Designing Data-Intensive Applications — Chapter 1: Reliable, Scalable, and Maintainable Applications

#systemdesign #architecture #dataengineering #database

This post is part of a series summarizing key ideas from Designing Data-Intensive Applications by Martin Kleppmann.

In most data-intensive applications, a few standard components appear repeatedly: databases, caches, search indexes, stream processors, and batch processors. Collectively, these are known as data systems.

Each of these systems has its own characteristics, strengths, and weaknesses. To make informed decisions—like which database to use in a given scenario or which caching strategy fits best—we need to understand how these mechanisms work, what they excel at, and where they fall short.

That’s where Designing Data-Intensive Applications by Martin Kleppmann comes in. The book’s goal is to establish a set of principles that help us make better design decisions.
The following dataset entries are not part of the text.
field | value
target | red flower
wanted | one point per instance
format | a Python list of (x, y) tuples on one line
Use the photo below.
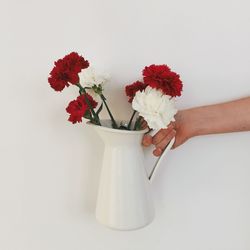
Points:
[(133, 88), (161, 77), (79, 108), (66, 71)]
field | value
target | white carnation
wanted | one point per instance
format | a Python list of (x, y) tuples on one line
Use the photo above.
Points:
[(157, 109)]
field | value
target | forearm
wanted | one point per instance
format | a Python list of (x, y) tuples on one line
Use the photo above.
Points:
[(227, 117)]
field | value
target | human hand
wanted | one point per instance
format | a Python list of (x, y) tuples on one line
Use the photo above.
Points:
[(180, 129)]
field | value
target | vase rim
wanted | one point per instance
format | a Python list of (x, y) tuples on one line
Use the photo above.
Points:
[(113, 130)]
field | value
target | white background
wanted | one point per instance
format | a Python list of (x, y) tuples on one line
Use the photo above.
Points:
[(49, 168)]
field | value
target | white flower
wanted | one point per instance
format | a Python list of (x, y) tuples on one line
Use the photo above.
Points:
[(89, 78), (157, 109)]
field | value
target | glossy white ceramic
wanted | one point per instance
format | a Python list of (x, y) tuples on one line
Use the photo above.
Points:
[(124, 201)]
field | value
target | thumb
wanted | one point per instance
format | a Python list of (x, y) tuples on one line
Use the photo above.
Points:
[(147, 140)]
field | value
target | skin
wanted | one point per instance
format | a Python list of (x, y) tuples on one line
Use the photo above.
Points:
[(233, 116)]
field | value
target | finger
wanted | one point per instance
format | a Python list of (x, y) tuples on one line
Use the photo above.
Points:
[(157, 152), (166, 140), (144, 124), (147, 140), (159, 136)]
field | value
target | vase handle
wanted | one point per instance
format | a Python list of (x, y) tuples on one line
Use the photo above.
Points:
[(160, 158)]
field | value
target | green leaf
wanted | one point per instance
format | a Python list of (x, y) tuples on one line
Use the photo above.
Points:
[(99, 109)]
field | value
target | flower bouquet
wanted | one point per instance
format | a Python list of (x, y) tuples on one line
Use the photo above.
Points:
[(152, 97), (123, 201)]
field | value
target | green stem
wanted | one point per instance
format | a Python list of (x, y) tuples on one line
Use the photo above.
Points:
[(114, 124), (96, 117), (138, 123), (131, 119)]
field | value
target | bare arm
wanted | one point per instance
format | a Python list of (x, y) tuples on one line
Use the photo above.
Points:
[(226, 117)]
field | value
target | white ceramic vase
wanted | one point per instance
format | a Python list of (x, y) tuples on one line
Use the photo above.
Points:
[(124, 201)]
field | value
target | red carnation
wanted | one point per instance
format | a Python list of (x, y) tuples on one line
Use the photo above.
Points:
[(133, 88), (78, 108), (66, 71), (161, 77)]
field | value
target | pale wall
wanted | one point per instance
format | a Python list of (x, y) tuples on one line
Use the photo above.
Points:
[(49, 168)]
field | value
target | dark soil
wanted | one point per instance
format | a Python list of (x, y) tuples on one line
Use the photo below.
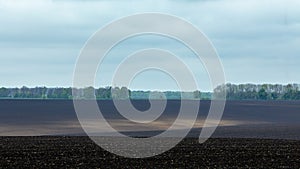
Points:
[(81, 152)]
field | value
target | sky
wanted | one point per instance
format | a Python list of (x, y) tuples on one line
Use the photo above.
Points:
[(258, 41)]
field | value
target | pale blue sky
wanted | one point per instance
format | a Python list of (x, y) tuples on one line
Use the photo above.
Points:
[(258, 41)]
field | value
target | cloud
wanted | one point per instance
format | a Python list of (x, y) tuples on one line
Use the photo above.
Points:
[(257, 40)]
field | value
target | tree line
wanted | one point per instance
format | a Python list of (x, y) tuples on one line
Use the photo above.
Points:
[(260, 92), (233, 92), (90, 92)]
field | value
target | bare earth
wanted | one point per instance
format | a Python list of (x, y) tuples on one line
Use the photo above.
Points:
[(81, 152)]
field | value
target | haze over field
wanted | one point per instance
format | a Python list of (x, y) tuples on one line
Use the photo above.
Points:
[(257, 40)]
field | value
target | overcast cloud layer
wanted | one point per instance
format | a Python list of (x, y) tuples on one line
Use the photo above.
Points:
[(257, 40)]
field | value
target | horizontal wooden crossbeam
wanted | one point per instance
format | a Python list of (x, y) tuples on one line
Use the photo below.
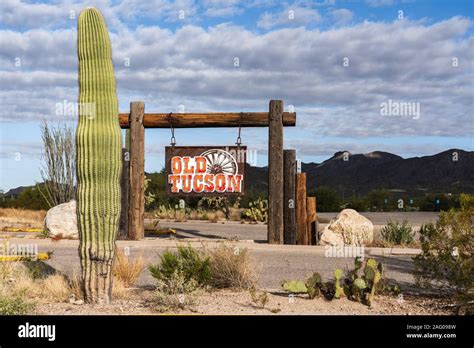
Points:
[(208, 120)]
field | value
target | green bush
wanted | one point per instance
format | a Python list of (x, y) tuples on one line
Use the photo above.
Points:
[(257, 211), (395, 233), (15, 305), (446, 262), (186, 262)]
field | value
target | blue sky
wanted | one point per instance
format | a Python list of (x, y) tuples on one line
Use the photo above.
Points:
[(295, 50)]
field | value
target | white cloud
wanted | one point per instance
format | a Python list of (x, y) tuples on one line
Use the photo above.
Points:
[(291, 15), (341, 16), (403, 60)]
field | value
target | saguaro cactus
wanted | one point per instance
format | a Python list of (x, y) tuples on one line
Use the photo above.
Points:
[(99, 163)]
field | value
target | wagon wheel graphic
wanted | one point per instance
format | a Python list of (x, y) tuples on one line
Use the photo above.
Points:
[(220, 161)]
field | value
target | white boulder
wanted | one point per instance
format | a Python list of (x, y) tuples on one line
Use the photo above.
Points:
[(349, 228), (62, 220)]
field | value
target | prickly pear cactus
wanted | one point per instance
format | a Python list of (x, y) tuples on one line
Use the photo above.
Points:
[(338, 274), (294, 286), (313, 285), (98, 143)]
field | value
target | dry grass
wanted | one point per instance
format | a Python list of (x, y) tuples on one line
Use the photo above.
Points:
[(15, 279), (126, 269), (232, 267), (13, 217)]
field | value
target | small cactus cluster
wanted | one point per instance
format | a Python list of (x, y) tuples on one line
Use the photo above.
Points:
[(357, 287), (258, 210), (364, 287)]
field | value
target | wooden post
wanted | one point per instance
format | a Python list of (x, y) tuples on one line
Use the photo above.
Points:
[(301, 224), (275, 172), (137, 171), (311, 219), (208, 120), (289, 199)]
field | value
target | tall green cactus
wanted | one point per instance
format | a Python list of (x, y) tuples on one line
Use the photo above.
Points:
[(99, 162)]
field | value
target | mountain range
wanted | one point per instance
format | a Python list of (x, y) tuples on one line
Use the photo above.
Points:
[(451, 171)]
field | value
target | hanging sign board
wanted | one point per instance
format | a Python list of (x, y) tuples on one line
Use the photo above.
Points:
[(205, 170)]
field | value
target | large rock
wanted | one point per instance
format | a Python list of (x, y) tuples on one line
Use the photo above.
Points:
[(62, 220), (349, 228)]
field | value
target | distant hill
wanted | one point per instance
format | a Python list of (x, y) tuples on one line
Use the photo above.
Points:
[(361, 173)]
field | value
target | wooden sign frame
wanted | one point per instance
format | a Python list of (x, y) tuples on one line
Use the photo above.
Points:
[(233, 165)]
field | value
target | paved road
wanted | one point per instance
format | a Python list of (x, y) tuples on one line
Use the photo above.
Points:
[(258, 232), (275, 263)]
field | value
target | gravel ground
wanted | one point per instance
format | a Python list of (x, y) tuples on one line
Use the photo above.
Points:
[(228, 302)]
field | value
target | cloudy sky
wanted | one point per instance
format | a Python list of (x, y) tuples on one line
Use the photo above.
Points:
[(337, 63)]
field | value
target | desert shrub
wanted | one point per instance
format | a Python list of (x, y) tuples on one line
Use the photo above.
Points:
[(231, 267), (222, 204), (257, 211), (126, 269), (395, 233), (446, 262), (175, 292), (187, 262), (15, 305), (58, 164)]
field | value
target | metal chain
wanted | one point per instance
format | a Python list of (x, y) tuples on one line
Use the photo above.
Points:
[(239, 139), (173, 139)]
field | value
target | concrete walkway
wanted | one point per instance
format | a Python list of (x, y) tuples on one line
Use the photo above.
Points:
[(275, 262)]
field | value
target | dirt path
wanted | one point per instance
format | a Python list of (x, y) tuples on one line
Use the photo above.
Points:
[(228, 302)]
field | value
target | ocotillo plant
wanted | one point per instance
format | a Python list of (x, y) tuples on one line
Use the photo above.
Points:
[(99, 163)]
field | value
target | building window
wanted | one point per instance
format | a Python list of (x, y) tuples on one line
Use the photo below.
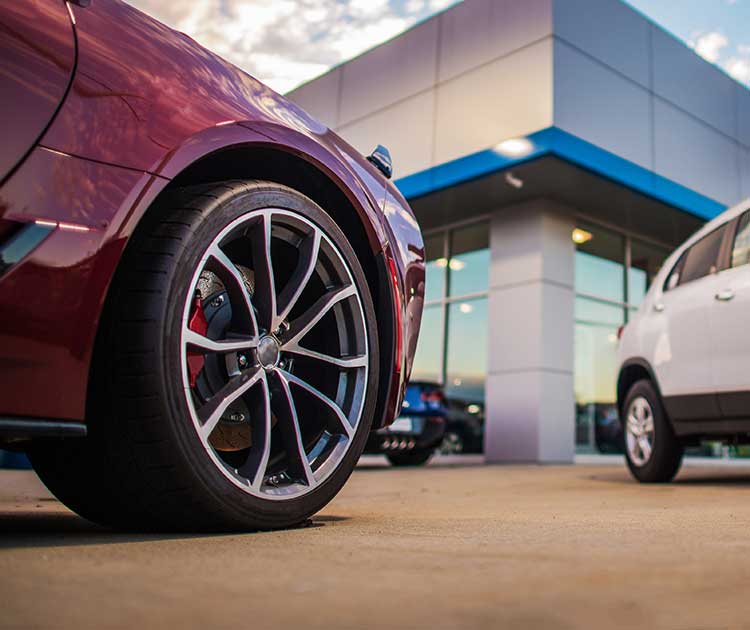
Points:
[(612, 275), (469, 262), (466, 360), (452, 348), (437, 261), (428, 360)]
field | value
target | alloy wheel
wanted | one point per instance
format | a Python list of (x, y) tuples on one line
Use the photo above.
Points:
[(639, 431), (275, 356)]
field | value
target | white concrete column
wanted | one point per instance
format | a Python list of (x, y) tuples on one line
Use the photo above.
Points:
[(530, 404)]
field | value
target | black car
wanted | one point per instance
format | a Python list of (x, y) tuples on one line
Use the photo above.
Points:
[(418, 432), (464, 430)]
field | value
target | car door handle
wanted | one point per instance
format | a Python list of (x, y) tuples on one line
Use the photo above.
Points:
[(725, 295)]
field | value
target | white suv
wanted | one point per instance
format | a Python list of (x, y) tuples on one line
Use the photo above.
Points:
[(685, 356)]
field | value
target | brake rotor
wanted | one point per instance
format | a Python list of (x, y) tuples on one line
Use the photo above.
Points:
[(234, 431)]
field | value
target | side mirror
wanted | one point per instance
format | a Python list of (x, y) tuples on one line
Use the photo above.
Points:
[(381, 158)]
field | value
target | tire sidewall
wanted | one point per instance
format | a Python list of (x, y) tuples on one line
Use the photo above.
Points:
[(666, 450)]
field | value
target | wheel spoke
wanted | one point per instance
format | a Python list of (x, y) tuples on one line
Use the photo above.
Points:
[(305, 322), (648, 424), (645, 447), (357, 361), (211, 411), (343, 420), (234, 283), (265, 287), (290, 431), (254, 469), (199, 342), (308, 258)]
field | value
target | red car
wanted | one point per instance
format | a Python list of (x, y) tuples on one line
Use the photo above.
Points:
[(208, 300)]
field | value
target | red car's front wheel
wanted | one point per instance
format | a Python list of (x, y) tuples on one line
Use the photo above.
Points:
[(236, 370)]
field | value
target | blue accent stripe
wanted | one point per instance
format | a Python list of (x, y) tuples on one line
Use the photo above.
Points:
[(561, 144)]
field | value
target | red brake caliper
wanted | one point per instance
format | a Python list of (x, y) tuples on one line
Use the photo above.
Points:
[(197, 324)]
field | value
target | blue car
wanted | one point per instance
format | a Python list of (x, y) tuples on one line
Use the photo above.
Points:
[(418, 432)]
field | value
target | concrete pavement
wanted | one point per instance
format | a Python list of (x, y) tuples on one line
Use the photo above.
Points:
[(448, 546)]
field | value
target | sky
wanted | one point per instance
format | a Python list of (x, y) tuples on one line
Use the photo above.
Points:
[(287, 42)]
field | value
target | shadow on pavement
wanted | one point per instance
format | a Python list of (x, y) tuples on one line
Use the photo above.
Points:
[(65, 529), (686, 478)]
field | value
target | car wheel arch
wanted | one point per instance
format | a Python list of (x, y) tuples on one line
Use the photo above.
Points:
[(632, 371), (273, 164)]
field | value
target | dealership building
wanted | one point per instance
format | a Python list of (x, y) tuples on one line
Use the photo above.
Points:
[(554, 152)]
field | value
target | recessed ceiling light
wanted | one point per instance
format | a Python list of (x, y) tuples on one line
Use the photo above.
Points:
[(515, 147), (581, 236)]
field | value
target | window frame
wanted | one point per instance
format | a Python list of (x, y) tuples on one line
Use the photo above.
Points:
[(733, 241)]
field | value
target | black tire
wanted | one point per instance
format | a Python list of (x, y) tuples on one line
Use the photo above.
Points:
[(143, 465), (417, 457), (667, 451)]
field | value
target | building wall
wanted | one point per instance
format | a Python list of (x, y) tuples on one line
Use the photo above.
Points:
[(626, 85), (488, 70), (458, 83)]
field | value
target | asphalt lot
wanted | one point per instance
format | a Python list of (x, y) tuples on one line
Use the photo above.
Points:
[(455, 545)]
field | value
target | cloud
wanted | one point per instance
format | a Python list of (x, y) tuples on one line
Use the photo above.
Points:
[(710, 45), (716, 48), (739, 69), (286, 42)]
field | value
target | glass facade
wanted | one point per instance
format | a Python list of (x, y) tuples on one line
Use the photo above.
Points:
[(612, 275), (452, 347)]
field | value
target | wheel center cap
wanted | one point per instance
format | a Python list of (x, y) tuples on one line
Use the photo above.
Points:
[(268, 352)]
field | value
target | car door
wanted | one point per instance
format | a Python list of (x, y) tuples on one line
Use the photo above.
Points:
[(730, 316), (682, 349), (37, 49)]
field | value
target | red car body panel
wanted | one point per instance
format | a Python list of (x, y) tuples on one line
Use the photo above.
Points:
[(37, 55), (145, 103)]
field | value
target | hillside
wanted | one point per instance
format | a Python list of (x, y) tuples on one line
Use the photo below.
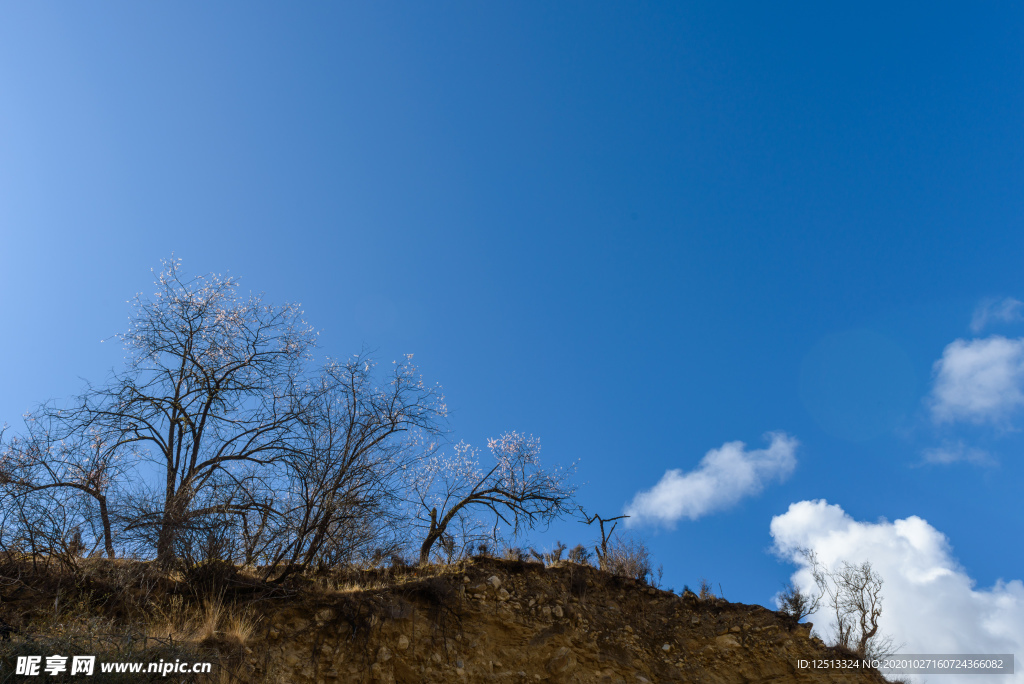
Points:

But before applying those principles, we first need to clarify what exactly we’re optimizing for with each choice.

The Blurring Lines Between Data Systems

Traditionally, different data systems had clearly defined roles. Databases, message queues, and caches each served distinct purposes. Today, however, those boundaries are much blurrier. Redis, for example, is often used as a messaging system through its publish/subscribe channels, while Kafka provides database-like durability guarantees.

As developers, we now combine these once-specialized systems—each far more general-purpose than before—into composite systems that process data in specific ways to meet our business needs. In doing so, we essentially become data system designers ourselves.

This shift means we face many of the same challenges that the creators of these systems encountered:
How do we ensure data remains safe after a crash?
How do we maintain consistency at the level our use case requires?
In a sense, we’re solving the same kinds of problems—just at a different level of abstraction.

Reliability — Building from Unreliable Parts

The book defines reliability not as having “reliable data,” but as building fault-tolerant systems—systems that continue to function correctly even when software, hardware, or human errors (or even malicious actions) occur.

It’s important to distinguish between a fault and a failure.
A fault happens when a component behaves unexpectedly.
A failure occurs when that fault affects the entire system and users notice the problem.

The goal of fault-tolerant design is to prevent faults from turning into failures.

Since faults are inevitable, reliability comes from building reliable systems out of unreliable parts. One of the best ways to do this is by deliberately inducing faults to test your assumptions.

Netflix’s “Chaos Monkey” is a great example. In their 2011 blog post
, they explain how they randomly terminate production servers to ensure systems can handle unexpected failures. The goal is to avoid the nightmare scenario: a real outage affecting customers while executives are on the call and engineers are troubleshooting under pressure for the first time. By creating controlled failures, Netflix can safely observe how their systems behave—and train teams to respond effectively when real faults occur.

Scalability — Understanding and Managing Load

Next comes scalability. To scale a system, you first need to define what its load actually means. Is it the number of records processed per second? Active users? Requests per minute? You need this definition before deciding how to handle growth.

Each system has load metrics that make more sense than others. Kleppmann uses Twitter as an example: reading tweets happens far more often than writing them. Users typically read dozens of tweets for every one they post.

When someone tweets, Twitter must make that post appear on followers’ timelines within seconds. Because writes are less frequent, it makes sense to do most of the heavy lifting during the write—this makes reads much faster.

To achieve this, Twitter fans out tweets to followers as they’re written, rather than making every read request fetch tweets from a single database. Otherwise, the database would quickly become a bottleneck. Of course, this approach has limits—the “celebrity problem” being one. Fanning out a single tweet to millions of followers is inefficient, so Twitter uses a different read workflow for those cases.

Once you’ve defined your load, the next step is to understand how your system performs under it. A common metric here is response time (or latency).

Response times are usually expressed as percentiles. For example, you might say that 95% of requests are processed in under 200 ms. The median (p50) means half of all requests complete within a given time. Amazon, for instance, monitors latency at the 99.9th percentile—because even if only 1 in 1,000 users experience slow responses, those users may represent high-value customers handling large transactions.

At high percentiles, queuing delays often dominate. Servers can only process a limited number of requests in parallel, and a few slow ones can block the rest—this is called head-of-line blocking. Even fast requests end up waiting, making the entire system feel sluggish. For this reason, it’s crucial to measure response times from the client’s perspective, not just on the server.

Once you have accurate measurements, you can plan how to handle increased load without sacrificing performance.

The two main strategies are scaling up (using a more powerful machine) and scaling out (adding more machines). Scaling up is simpler but quickly becomes expensive. Scaling out is more complex—especially for stateful systems like databases—but it’s often the only practical path as demand grows.

Fortunately, as distributed systems tools and abstractions improve, we can expect more data systems to be designed as distributed by default.